As a robot choreographer, she can help design movement that’s less threatening and seems more human. “There are a number of studies that demonstrate that how something moves is even more important than how it looks,” she says. “With someone like my dad, you don’t get many chances. He’ll figure it out and use it, or he’ll be frustrated and impatient.”

Danni Washington, a Black woman with curly hair, kneels next to a robotic arm, while Catie Cuan, stands next to her. Both women are pointing toward the robot with enthusiastic gestures.

Catie Cuan (right) and Danni Washington of CBS’ “Mission Unstoppable” pose with a robotic arm.
Courtesy Litton Entertainment and The IF/THEN Collection

Dance and Science Aren’t an Either/Or

Looking back, Cuan says she’s had a lifelong love of math and science, but it didn’t come without teasing. “I can point to these four or five really awful moments in middle school where someone made fun of me for doing well,” she says. “And it seemed like, ‘Gosh, this field is not for me’ or ‘I can’t be myself as a girl, as a dancer, as an outgoing individual. I can’t do that and do STEM.”

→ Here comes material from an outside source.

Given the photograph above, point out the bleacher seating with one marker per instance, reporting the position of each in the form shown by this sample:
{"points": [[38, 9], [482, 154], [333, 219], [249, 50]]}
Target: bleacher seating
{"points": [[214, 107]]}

“That’s a huge tragedy,” she continues. “Girls should feel like they can go to ballet class from 4 to 7 pm and do their math homework from 7 to 8—that those two things are not in conflict.” As an IF/THEN ambassador for the American Association for the Advancement of Science, Cuan is encouraging the next generation of women in STEM. “IF/THEN recognizes that in order for young women and girls to pursue or at least feel like STEM is for them, we need a culture shift. It’s this idea of ‘If she sees it, then she can be it.’ ”

Catie Cuan holds a small robot standing on a table, while she types on a laptop.

Catie Cuan programs choreography for a small robot.
Courtesy Litton Entertainment and The IF/THEN Collection

Whether she’s working in a lab or mentoring young women, Cuan is confident that dance has a place in robotics. “Artists have an incredible amount of power when it comes to determining narratives about robots. If we have a total dearth of narratives about robots that are beautiful, robots that are friendly, that are interesting and compelling, then that’s a very narrow lens.”

“Artists have a huge opportunity to provide diversified and novel viewpoints when it comes to what robots can and should be. And those viewpoints are impactful—because not everyone in the world has seen a robot before.”